Back in the heavens, Teorus is as popular as ever, and he’s certainly not one to put a damper on that. If other women – goddesses, that is – want to throw themselves at his feet, who is he to ruin the mood and disappoint them? He doesn’t understand why that attitude would bother the MC. After all, their love for each other is eternal, isn’t it?
He gives as good as he gets: when the MC makes the acquaintance of a young man who is as enthusiastic about the stars as she is, Teorus encourages her to go out with him and have fun. It isn’t until Teorus hears the man’s wish regarding the MC that he learns about that feeling humans call “jealousy”.

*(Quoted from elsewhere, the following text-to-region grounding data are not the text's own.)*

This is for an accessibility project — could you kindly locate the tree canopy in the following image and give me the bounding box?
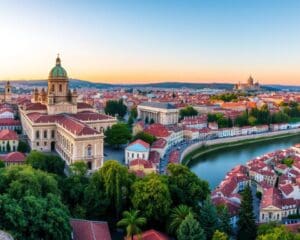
[179,106,198,119]
[133,131,156,145]
[105,123,132,148]
[177,213,205,240]
[104,99,127,118]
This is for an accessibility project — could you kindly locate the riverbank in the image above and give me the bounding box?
[182,129,300,166]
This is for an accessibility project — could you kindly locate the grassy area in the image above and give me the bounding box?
[182,132,300,166]
[289,117,300,123]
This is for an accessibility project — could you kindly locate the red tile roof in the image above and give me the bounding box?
[128,139,150,149]
[58,116,99,136]
[149,151,160,164]
[3,151,26,163]
[133,230,169,240]
[260,188,282,209]
[70,219,111,240]
[145,124,170,138]
[169,150,180,164]
[77,102,93,109]
[71,112,114,121]
[130,159,153,168]
[23,102,47,111]
[0,129,18,140]
[280,184,294,196]
[151,138,167,149]
[0,118,21,126]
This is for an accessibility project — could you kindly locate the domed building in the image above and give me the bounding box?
[234,75,261,92]
[20,56,117,170]
[33,55,78,114]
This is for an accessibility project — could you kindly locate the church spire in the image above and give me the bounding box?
[56,54,61,66]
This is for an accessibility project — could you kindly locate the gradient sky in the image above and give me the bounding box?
[1,0,300,85]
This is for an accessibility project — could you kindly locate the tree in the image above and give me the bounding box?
[133,131,156,145]
[179,106,198,119]
[117,209,146,240]
[130,107,138,119]
[84,171,110,220]
[168,204,193,235]
[26,151,65,176]
[6,141,11,152]
[0,159,5,168]
[257,225,300,240]
[17,140,30,153]
[177,213,205,240]
[127,115,134,127]
[237,185,257,240]
[248,116,257,126]
[217,205,232,235]
[100,160,131,218]
[104,99,127,118]
[212,230,228,240]
[167,164,210,211]
[105,123,132,149]
[0,165,71,239]
[200,197,219,240]
[61,162,89,218]
[131,174,171,223]
[235,112,248,127]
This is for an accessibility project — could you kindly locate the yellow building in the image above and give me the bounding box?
[19,56,116,170]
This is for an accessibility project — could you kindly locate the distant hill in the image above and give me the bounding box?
[1,79,299,91]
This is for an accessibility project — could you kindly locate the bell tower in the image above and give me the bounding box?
[4,81,12,103]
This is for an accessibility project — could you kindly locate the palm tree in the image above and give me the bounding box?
[168,204,193,234]
[117,209,147,240]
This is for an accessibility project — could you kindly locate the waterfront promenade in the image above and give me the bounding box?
[180,127,300,163]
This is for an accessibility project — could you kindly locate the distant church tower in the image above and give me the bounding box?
[4,81,12,103]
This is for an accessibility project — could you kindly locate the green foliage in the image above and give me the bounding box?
[70,161,88,176]
[117,209,146,239]
[105,123,132,148]
[200,197,219,240]
[282,157,294,167]
[168,204,194,234]
[127,115,134,127]
[26,151,65,176]
[100,160,131,218]
[133,131,157,145]
[210,93,239,102]
[0,165,71,240]
[177,213,206,240]
[257,224,300,240]
[237,185,257,240]
[167,164,210,211]
[130,107,138,119]
[212,230,228,240]
[179,106,198,119]
[104,99,127,118]
[207,113,233,128]
[217,205,232,235]
[131,174,171,223]
[0,160,5,168]
[17,140,30,153]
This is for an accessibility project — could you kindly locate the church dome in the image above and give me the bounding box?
[49,55,68,78]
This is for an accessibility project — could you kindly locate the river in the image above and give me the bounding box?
[189,135,300,189]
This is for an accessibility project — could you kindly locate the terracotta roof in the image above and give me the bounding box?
[70,219,111,240]
[3,151,26,163]
[58,116,99,136]
[24,102,47,111]
[169,150,180,164]
[260,188,282,209]
[71,112,113,121]
[151,138,167,149]
[149,151,160,164]
[130,159,153,168]
[0,129,18,140]
[280,184,294,196]
[133,229,169,240]
[145,124,170,138]
[212,197,240,216]
[77,102,93,109]
[128,139,150,149]
[0,118,21,126]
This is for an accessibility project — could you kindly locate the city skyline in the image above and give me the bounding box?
[1,0,300,85]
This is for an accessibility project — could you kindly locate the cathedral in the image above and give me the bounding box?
[234,76,260,92]
[20,56,116,170]
[0,81,12,103]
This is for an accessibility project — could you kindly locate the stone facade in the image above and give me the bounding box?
[137,102,179,125]
[20,56,116,170]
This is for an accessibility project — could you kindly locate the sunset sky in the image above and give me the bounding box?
[1,0,300,85]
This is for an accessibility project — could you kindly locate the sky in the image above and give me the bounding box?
[0,0,300,85]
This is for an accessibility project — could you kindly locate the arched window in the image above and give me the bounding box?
[36,130,40,139]
[51,84,55,92]
[43,130,47,139]
[59,84,62,92]
[51,130,55,138]
[87,144,92,157]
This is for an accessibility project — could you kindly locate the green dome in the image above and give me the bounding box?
[49,56,68,78]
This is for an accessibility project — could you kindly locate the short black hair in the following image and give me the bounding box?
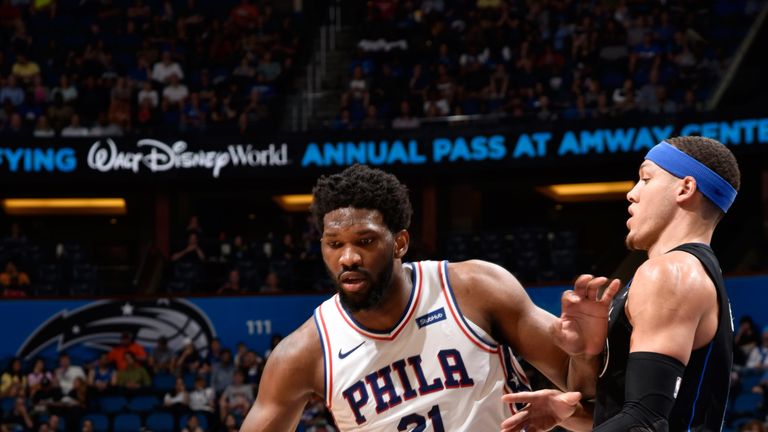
[666,136,741,191]
[311,164,413,234]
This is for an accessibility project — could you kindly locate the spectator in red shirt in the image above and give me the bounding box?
[107,332,147,370]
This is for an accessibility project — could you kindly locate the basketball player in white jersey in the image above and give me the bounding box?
[240,164,613,431]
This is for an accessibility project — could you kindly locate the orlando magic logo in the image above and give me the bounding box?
[16,298,216,360]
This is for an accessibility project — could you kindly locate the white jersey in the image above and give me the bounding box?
[314,260,531,431]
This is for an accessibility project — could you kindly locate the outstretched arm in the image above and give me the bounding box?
[240,319,324,432]
[552,275,621,395]
[447,261,618,393]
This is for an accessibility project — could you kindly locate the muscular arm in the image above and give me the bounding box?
[627,253,716,363]
[595,253,717,430]
[240,318,324,432]
[447,261,572,390]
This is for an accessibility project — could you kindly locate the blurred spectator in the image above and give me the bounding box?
[11,54,40,85]
[33,116,55,138]
[205,338,223,366]
[211,349,235,394]
[137,81,159,108]
[222,413,239,432]
[2,397,34,431]
[60,114,90,137]
[46,94,74,132]
[108,77,132,130]
[54,353,85,395]
[175,337,202,375]
[27,358,55,398]
[0,260,30,296]
[3,113,24,137]
[218,370,253,422]
[188,376,215,419]
[181,92,207,132]
[218,269,244,294]
[163,377,190,416]
[90,112,124,137]
[392,100,419,129]
[115,352,151,395]
[260,271,282,293]
[82,418,94,432]
[229,0,259,30]
[739,420,766,432]
[233,342,248,368]
[359,105,383,129]
[0,76,24,107]
[239,350,262,389]
[31,376,63,415]
[0,358,26,398]
[87,353,116,394]
[152,51,185,84]
[162,74,189,105]
[107,331,147,370]
[50,76,78,104]
[172,232,205,264]
[149,336,174,373]
[182,415,204,432]
[736,316,762,366]
[745,328,768,372]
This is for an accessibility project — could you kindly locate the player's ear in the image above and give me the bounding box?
[677,175,697,203]
[394,230,409,259]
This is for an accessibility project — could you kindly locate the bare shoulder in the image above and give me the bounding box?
[446,259,525,297]
[629,251,715,318]
[632,252,713,298]
[263,316,324,395]
[445,260,530,334]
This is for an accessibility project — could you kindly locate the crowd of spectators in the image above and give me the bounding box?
[0,331,334,431]
[332,0,762,130]
[165,215,329,295]
[0,0,302,138]
[730,316,768,430]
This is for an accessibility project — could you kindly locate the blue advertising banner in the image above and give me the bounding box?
[0,275,765,363]
[0,113,767,184]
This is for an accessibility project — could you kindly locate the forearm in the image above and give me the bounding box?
[566,354,600,397]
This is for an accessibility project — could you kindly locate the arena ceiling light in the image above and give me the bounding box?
[273,194,313,212]
[537,181,635,202]
[2,198,127,215]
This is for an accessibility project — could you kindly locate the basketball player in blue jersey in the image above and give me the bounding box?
[501,136,740,431]
[240,164,614,431]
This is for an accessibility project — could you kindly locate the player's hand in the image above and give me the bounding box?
[551,275,621,356]
[500,390,581,432]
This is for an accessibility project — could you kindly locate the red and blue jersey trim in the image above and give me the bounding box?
[438,260,499,354]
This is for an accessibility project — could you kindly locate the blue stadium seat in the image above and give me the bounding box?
[152,372,176,394]
[1,396,16,413]
[98,395,127,414]
[731,392,763,416]
[145,412,174,432]
[81,414,109,432]
[112,413,142,432]
[127,395,159,413]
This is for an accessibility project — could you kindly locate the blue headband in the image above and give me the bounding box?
[644,141,737,213]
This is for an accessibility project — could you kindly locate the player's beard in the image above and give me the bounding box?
[334,254,395,313]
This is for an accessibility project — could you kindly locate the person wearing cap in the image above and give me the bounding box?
[501,136,740,431]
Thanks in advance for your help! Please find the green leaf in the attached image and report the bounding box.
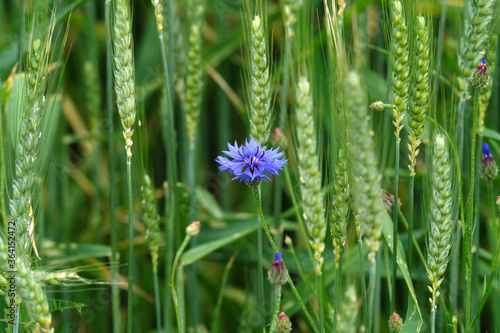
[196,187,223,219]
[382,210,423,332]
[181,220,257,265]
[483,127,500,142]
[43,241,111,266]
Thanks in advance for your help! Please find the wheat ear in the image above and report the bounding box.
[185,2,204,149]
[346,72,383,258]
[248,14,272,144]
[427,135,454,333]
[295,76,326,275]
[113,0,136,158]
[331,148,349,269]
[408,14,430,175]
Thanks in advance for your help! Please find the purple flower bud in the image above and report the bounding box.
[276,312,292,333]
[470,60,489,89]
[268,252,288,286]
[388,312,403,332]
[481,143,498,181]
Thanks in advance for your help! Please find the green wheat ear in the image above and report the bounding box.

Teorus is a Smooth Operator if ever there was one. What makes him special is that he is not the jaded kind of playboy, but rather the opposite. Just like his best friend, Ichthys, Teorus avoids negative feelings, and is imbued with a kind of childlike wonder. He is fascinated with earth (and all our dairy products) and the people. Both him and Ikky remind me a little bit of Jack Skellington when he accidentally stumbles into Christmas Town.

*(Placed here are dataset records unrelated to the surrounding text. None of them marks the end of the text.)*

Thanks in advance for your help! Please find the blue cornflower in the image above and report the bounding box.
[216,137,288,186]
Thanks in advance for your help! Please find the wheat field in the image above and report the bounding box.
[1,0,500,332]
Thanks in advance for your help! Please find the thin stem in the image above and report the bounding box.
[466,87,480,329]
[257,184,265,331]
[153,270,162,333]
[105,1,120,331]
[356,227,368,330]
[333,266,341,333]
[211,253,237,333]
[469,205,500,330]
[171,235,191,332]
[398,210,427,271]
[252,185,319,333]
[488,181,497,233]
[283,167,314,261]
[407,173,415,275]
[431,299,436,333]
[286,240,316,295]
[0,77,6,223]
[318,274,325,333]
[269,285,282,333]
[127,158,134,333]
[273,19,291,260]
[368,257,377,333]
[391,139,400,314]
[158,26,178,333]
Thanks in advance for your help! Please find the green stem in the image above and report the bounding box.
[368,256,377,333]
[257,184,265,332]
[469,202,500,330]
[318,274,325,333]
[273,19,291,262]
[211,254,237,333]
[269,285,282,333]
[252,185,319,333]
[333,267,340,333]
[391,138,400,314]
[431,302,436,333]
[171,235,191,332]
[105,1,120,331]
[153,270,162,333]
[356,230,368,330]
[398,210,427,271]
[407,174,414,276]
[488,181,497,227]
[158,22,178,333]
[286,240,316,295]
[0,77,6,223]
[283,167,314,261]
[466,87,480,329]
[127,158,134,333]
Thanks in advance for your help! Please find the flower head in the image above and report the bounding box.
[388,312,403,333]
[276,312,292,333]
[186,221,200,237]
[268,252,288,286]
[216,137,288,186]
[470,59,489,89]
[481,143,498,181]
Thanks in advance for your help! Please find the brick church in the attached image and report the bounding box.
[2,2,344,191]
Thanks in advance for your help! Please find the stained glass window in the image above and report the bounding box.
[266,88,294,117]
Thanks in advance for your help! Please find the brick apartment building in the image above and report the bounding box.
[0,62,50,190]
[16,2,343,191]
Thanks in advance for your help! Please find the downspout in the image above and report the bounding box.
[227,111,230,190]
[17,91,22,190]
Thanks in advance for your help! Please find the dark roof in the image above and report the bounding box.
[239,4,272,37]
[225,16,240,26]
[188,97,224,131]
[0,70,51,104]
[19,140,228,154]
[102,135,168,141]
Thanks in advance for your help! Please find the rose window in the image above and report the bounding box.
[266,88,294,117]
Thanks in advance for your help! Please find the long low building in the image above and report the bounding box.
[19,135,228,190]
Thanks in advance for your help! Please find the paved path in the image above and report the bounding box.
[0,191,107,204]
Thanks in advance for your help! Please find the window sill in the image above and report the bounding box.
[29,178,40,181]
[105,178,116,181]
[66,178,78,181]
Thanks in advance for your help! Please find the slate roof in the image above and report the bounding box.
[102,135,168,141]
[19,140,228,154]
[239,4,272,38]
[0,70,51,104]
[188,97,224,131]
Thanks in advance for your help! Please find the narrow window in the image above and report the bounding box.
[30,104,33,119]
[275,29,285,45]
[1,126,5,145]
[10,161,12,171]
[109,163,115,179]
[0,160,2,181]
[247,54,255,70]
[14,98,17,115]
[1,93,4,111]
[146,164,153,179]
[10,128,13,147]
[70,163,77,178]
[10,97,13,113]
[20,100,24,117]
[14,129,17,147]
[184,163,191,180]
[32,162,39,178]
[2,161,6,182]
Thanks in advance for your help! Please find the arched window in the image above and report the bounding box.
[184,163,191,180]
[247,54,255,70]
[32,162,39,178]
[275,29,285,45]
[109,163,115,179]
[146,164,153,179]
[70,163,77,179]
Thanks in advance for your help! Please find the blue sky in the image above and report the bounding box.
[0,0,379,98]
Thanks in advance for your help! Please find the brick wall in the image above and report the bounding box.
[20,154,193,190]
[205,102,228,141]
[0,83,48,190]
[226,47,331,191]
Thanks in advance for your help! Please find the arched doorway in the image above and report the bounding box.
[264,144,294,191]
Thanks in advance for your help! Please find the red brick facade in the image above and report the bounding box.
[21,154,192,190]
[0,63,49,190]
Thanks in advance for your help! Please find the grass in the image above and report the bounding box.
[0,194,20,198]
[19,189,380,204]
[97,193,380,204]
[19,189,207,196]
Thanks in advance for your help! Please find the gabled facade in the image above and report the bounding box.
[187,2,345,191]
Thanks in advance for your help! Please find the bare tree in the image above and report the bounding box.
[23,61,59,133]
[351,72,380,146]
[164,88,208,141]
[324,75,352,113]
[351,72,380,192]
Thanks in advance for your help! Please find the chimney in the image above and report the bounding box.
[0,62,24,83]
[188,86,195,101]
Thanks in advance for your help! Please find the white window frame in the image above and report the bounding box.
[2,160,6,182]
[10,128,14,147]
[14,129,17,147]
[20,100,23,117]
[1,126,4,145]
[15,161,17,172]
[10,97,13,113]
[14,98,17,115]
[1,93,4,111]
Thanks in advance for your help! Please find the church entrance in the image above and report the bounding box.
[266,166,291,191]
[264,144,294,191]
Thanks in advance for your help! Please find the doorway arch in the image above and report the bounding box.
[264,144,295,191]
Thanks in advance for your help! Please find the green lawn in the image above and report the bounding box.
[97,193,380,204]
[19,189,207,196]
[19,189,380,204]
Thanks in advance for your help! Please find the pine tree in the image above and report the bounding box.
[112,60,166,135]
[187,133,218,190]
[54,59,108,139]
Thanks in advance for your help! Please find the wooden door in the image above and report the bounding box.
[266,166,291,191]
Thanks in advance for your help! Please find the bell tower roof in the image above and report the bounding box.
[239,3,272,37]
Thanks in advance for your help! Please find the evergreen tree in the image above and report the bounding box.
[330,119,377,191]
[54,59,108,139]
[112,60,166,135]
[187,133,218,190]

The progression here is very smooth, very understandable. It’s easy for the MC to fall for Teorus. Not only does he constantly encourage it, he is also a very charming individual, and handsome to boot. He is also really nice, to her and to humans in general. Until he’s not, and that’s my only, if substantial, gripe with this story: we know by now how damaged all of these men are, but I resent that even the nicer ones seem to resort to violent behavior when they can’t deal with their feelings. He is contrite in the end, and I can accept that, but still.
The Love Meter
Oh dear! Rarely do I get the Forbidden Ending, but that was the case here. It was a close call. The first time I played this route, I did get the Blessed one, so I obviously must have changed my mind about some things. Choosing to help Punishments instead of Wishes might have had something to do with it.

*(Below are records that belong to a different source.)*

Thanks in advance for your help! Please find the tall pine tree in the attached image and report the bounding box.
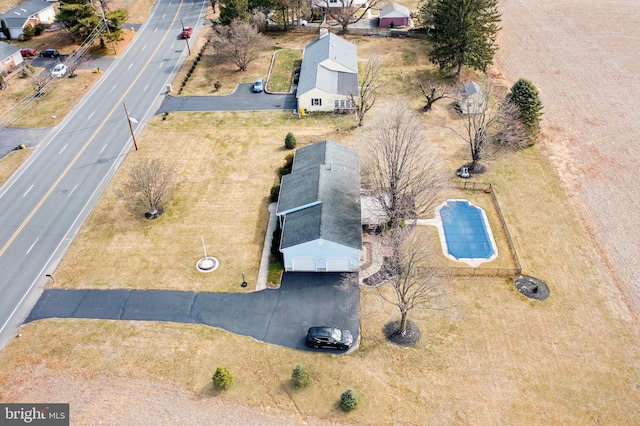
[422,0,501,75]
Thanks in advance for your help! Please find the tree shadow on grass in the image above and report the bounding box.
[383,320,421,347]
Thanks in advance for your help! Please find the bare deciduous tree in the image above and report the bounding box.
[419,81,452,111]
[0,73,7,90]
[350,56,381,127]
[211,19,270,71]
[27,71,48,96]
[452,79,529,171]
[326,0,385,34]
[362,102,447,228]
[116,159,176,219]
[370,226,448,337]
[249,9,267,32]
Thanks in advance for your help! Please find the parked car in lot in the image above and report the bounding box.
[306,326,353,350]
[20,48,36,57]
[180,26,193,38]
[40,49,60,58]
[253,78,264,93]
[51,64,68,78]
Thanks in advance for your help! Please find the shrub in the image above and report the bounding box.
[212,367,233,390]
[291,365,310,388]
[270,225,282,256]
[270,184,280,202]
[214,81,221,91]
[284,132,297,149]
[21,25,35,40]
[340,389,359,411]
[34,23,45,36]
[508,78,543,138]
[279,153,294,177]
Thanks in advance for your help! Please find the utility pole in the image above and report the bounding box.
[181,18,192,56]
[92,0,117,54]
[123,102,138,151]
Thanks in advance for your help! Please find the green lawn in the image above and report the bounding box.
[268,48,302,93]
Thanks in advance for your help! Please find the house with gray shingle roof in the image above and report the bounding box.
[0,0,56,40]
[276,140,362,272]
[0,41,23,72]
[297,31,359,114]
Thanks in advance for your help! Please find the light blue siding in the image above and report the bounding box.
[283,239,360,272]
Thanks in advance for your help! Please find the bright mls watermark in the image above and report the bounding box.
[1,404,68,425]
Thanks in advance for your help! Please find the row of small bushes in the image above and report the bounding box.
[177,41,210,95]
[212,365,359,411]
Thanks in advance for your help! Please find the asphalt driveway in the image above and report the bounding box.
[26,272,360,351]
[157,84,297,113]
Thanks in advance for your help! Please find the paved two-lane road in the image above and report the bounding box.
[0,0,208,350]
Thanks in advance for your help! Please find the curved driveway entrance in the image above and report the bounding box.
[26,272,360,351]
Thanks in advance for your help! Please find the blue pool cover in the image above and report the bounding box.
[440,200,495,259]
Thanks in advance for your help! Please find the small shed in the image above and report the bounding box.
[459,81,486,115]
[0,41,23,73]
[379,3,411,28]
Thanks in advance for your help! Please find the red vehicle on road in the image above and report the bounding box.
[20,48,36,57]
[180,26,193,38]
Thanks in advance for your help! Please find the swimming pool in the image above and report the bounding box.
[438,200,497,264]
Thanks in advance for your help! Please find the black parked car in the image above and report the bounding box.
[40,49,60,58]
[306,326,353,350]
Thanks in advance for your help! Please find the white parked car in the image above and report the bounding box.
[51,64,68,78]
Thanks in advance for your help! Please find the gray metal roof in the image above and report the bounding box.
[297,33,359,98]
[1,0,51,25]
[461,81,482,99]
[0,41,19,59]
[278,140,362,250]
[380,2,411,18]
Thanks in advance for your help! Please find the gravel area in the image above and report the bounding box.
[5,373,347,425]
[494,0,640,320]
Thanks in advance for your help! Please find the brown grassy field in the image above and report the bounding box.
[0,149,31,186]
[1,7,640,425]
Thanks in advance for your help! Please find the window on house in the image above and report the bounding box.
[312,98,322,106]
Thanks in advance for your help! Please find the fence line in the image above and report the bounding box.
[452,181,523,277]
[266,24,429,39]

The Forbidden Ending tends to be a bit harsher than the Blessed one, and here, I was quite worried for a moment. I especially – and I cannot stress this enough – object to the way Zyglavis is used in the early stories of the Wishes gods. While he doesn’t suffer the gross mischaracterization he is subject to in Leon’s story, I’m quite fed up with him being the bad guy all the time. But, er, I digress. The ending makes sense in the context of the story, even if it suffers a little from telling instead of showing. The Blessed Ending goes in the same general direction, but, as usual, the King is slightly more benevolent.
There are a few things that make it obvious that this was one of the first stories written for this title. Some things aren’t quite streamlined yet, some characters are a little off. Some of the structures of Wishes and Punishments are not yet developed. Also, in demeanor, Teorus is a lot like Ichthys, if for different reasons, and that seems to be the pattern here: there’s one asshole for each Department, one funny, flirty guy, and one quiet, nice guy. The second round of gods is much more varied. Even so, I enjoyed his story. Not so much the point where the MC blames herself for the emotional deficiency of a man who is newly introduced to feelings, of course, but overall, Teo acquits himself well. He’s fun to hang out with, and I might look into his sequel. 7/10, would date again.